Allergic bronchopulmonary aspergillosis: new guidelines

Allergy

By Selina Wellbelove

18 Apr 2024

Guidelines for managing allergic bronchopulmonary aspergillosis (ABPA) have been overhauled in response to nearly a decade of new evidence and advances in diagnosing and treating the condition.

“These guidelines will help bring uniformity in diagnosis and simplify the management of ABPA patients in clinical care and research,” said the international expert task force that included Professor Jo Douglass, an allergy specialist at the University of Melbourne and Royal Melbourne Hospital.

In the guidance published in the European Respiratory Journal (link here), the task force has recommended that all newly diagnosed adult asthmatics in tertiary care are screened specifically for A. fumigatus sensitisation (rather than all fungi), using fungus-specific IgE (in preference to a skin prick test).

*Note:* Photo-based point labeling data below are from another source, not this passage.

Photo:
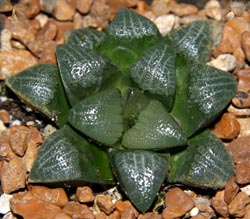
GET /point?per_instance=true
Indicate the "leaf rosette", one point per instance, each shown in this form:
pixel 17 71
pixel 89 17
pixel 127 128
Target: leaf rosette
pixel 132 107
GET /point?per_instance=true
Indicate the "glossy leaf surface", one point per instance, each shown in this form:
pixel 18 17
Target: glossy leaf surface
pixel 206 163
pixel 40 86
pixel 140 173
pixel 99 116
pixel 67 156
pixel 193 41
pixel 154 72
pixel 202 92
pixel 84 72
pixel 85 38
pixel 127 37
pixel 155 129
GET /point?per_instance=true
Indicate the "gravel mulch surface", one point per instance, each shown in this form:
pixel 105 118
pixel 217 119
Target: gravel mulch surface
pixel 30 32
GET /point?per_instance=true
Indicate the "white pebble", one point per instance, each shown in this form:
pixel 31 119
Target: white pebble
pixel 194 211
pixel 5 203
pixel 225 62
pixel 246 189
pixel 166 23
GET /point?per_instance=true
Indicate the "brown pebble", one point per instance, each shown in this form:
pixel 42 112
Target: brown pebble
pixel 13 175
pixel 31 7
pixel 84 194
pixel 231 190
pixel 237 207
pixel 228 127
pixel 4 116
pixel 242 171
pixel 83 6
pixel 64 10
pixel 77 210
pixel 183 9
pixel 177 203
pixel 31 208
pixel 219 204
pixel 14 61
pixel 125 206
pixel 105 203
pixel 48 31
pixel 55 196
pixel 245 41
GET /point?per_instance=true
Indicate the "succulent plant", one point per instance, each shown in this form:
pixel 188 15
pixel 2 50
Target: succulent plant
pixel 131 107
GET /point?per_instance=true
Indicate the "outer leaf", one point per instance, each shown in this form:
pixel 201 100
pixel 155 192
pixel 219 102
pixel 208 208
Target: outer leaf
pixel 140 173
pixel 134 102
pixel 205 163
pixel 155 71
pixel 85 38
pixel 155 129
pixel 99 116
pixel 41 87
pixel 84 72
pixel 66 156
pixel 128 36
pixel 202 93
pixel 193 41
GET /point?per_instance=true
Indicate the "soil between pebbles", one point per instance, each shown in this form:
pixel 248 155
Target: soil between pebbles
pixel 30 31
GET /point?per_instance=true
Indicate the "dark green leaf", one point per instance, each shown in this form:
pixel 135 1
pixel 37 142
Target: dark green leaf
pixel 41 87
pixel 127 37
pixel 85 37
pixel 205 163
pixel 155 129
pixel 84 72
pixel 193 41
pixel 134 102
pixel 155 71
pixel 202 92
pixel 66 156
pixel 99 116
pixel 140 173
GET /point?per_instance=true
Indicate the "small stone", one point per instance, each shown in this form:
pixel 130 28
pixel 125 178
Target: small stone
pixel 77 210
pixel 242 171
pixel 160 7
pixel 64 10
pixel 183 9
pixel 225 62
pixel 83 6
pixel 14 61
pixel 237 206
pixel 240 149
pixel 231 190
pixel 13 175
pixel 48 31
pixel 4 116
pixel 31 7
pixel 105 203
pixel 213 10
pixel 245 41
pixel 55 196
pixel 177 203
pixel 220 205
pixel 228 127
pixel 84 194
pixel 30 208
pixel 166 23
pixel 124 207
pixel 5 203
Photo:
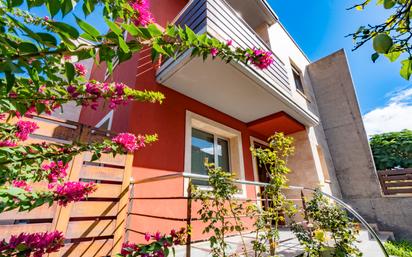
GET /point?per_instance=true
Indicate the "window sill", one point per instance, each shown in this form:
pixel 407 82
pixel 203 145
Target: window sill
pixel 303 95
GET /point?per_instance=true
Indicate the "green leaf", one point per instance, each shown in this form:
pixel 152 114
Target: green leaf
pixel 65 29
pixel 131 29
pixel 70 71
pixel 374 57
pixel 190 34
pixel 123 45
pixel 154 30
pixel 406 69
pixel 27 47
pixel 53 6
pixel 47 39
pixel 86 27
pixel 15 3
pixel 113 27
pixel 10 79
pixel 66 7
pixel 159 49
pixel 393 56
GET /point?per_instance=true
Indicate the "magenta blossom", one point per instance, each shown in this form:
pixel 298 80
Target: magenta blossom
pixel 57 170
pixel 36 244
pixel 7 143
pixel 80 69
pixel 24 128
pixel 129 141
pixel 21 184
pixel 157 236
pixel 147 236
pixel 128 248
pixel 73 192
pixel 214 51
pixel 260 58
pixel 142 16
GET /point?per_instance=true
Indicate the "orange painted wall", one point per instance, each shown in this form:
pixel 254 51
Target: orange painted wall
pixel 168 121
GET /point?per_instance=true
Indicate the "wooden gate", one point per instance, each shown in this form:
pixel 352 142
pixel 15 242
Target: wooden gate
pixel 94 226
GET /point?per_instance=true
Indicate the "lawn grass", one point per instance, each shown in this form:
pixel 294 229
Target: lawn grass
pixel 399 248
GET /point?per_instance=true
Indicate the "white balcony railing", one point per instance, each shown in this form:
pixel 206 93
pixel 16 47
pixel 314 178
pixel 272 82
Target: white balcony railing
pixel 220 20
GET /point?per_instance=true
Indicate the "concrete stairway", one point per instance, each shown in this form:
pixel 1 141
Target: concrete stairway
pixel 383 235
pixel 289 245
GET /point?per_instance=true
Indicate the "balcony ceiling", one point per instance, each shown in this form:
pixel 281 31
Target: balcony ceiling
pixel 227 88
pixel 254 12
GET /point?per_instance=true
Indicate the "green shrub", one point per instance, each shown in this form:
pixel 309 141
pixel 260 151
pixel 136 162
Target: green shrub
pixel 399 248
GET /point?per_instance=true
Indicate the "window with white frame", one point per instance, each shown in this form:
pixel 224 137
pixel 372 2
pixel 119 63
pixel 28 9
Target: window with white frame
pixel 210 142
pixel 208 148
pixel 297 77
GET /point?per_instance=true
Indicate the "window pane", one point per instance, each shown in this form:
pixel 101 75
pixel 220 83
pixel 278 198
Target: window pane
pixel 298 80
pixel 223 154
pixel 202 152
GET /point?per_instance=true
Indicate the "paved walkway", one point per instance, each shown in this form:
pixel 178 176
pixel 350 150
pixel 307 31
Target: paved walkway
pixel 289 246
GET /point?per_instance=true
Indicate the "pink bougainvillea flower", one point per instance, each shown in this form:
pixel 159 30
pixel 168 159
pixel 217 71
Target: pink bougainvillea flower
pixel 260 58
pixel 214 51
pixel 24 128
pixel 73 192
pixel 56 171
pixel 157 236
pixel 7 143
pixel 129 141
pixel 35 244
pixel 142 16
pixel 129 248
pixel 80 69
pixel 42 88
pixel 21 184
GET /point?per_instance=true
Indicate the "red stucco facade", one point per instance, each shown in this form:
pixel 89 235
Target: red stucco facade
pixel 168 121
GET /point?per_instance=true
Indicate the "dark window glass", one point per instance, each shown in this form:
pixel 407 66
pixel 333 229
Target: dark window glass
pixel 298 79
pixel 223 154
pixel 203 151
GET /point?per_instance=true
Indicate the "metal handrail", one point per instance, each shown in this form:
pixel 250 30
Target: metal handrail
pixel 261 184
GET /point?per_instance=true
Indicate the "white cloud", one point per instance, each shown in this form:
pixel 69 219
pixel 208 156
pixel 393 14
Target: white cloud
pixel 396 115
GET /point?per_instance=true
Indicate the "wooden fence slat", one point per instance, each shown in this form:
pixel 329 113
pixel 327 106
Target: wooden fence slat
pixel 119 160
pixel 95 209
pixel 88 248
pixel 123 207
pixel 42 212
pixel 90 228
pixel 101 173
pixel 6 231
pixel 107 191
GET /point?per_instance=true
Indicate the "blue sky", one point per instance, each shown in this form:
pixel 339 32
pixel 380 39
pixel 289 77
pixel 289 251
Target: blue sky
pixel 320 26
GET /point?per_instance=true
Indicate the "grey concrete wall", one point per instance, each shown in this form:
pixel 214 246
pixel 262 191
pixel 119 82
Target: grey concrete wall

While the majority of patients with ABPA have moderate-to-severe asthma, some have mild forms of the disease, and so screening solely based on symptoms or asthma control risks missing several cases, they warned.

“Screening is essential since ABPA can occur even in mild asthmatics, and there is a high risk of progression to bronchiectasis if ABPA is undetected,” the group stressed.

“Other fungi (other Aspergillus spp., Candida, Penicillium, Alternaria, Cladosporium, and Trichophyton) are also implicated in allergic sensitisation; however, they rarely cause allergic airway mycoses.

“Thus, evaluation for sensitisation to other fungi may be reserved in difficult-to-treat asthma patients who do not have A. fumigatus sensitisation,” they noted.

Among children, only those with difficult-to-treat asthma should undergo A. fumigatus sensitisation screening, the experts agreed.

To exclude ABPA in patients with confirmed A. fumigatus sensitisation, the following immunological tests and cut-off levels should now be used to ensure best practice: A. fumigatus-specific IgE (≥0.35 kUA/L) and -IgG, serum total IgE (≥500 IU/mL), and peripheral blood eosinophil count (≥500 cells/µL).

In addition, a thin-section chest CT consistent with ABPA (bronchiectasis, mucus plugging, and high-attenuation mucus) or fleeting opacities on a chest radiograph consistent with the condition can be used to diagnose the condition.

The group also newly developed separate diagnostic criteria for diagnosing allergic bronchopulmonary mycosis (ABPM), i.e. patients with ABPA-like presentation but normal A. fumigatus IgE.

Elevated fungus-specific IgE and a serum total IgE of ≥500 IU/mL were deemed essential components for diagnosing ABPM, in addition to two of the following: positive fungus-specific IgG; blood eosinophil count ≥500 cells/µL; two sputum fungal cultures growing the causative fungus; and radiographic features consistent with ABPA.

Revised classification and treatment

The task force also revised recommendations for the clinical classification of ABPA(M) to address previous shortcomings.

Crucially, the prior numbered stages have been removed to avoid the misconception that patients might progress sequentially from one to the other.

Five categories were retained (acute ABPA, response, remission, treatment-dependent ABPA, and advanced ABPA), but the asymptomatic stage and glucocorticoid-dependent asthma were removed “as they had no clear treatment implications in ABPA”, it was noted.

With regard to treatment, it was stressed that acute cases of ABPA require systematic therapies.

The group agreed on initial therapy of a low-to-moderate dose (0.5 mg/kg/day for 2-4 weeks, tapered and completed over four months) of oral prednisolone or oral itraconazole.

“We do not recommend using a combination of itraconazole and glucocorticoids as first-line therapy for acute ABPA. However, a short course of glucocorticoids (<2 weeks) may be used as initial therapy along with oral itraconazole,” they said.

There was also a high level of agreement that high-dose ICS (100%) or biologics (97%) “should not be used as primary therapy for acute ABPA”, according to the paper.

Other key recommendations included monitoring patients for treatment response for 8-12 weeks using clinical symptoms, serum total IgE, and chest radiographs and treating ABPA exacerbations post-treatment ” in the same manner as newly diagnosed ABPA.”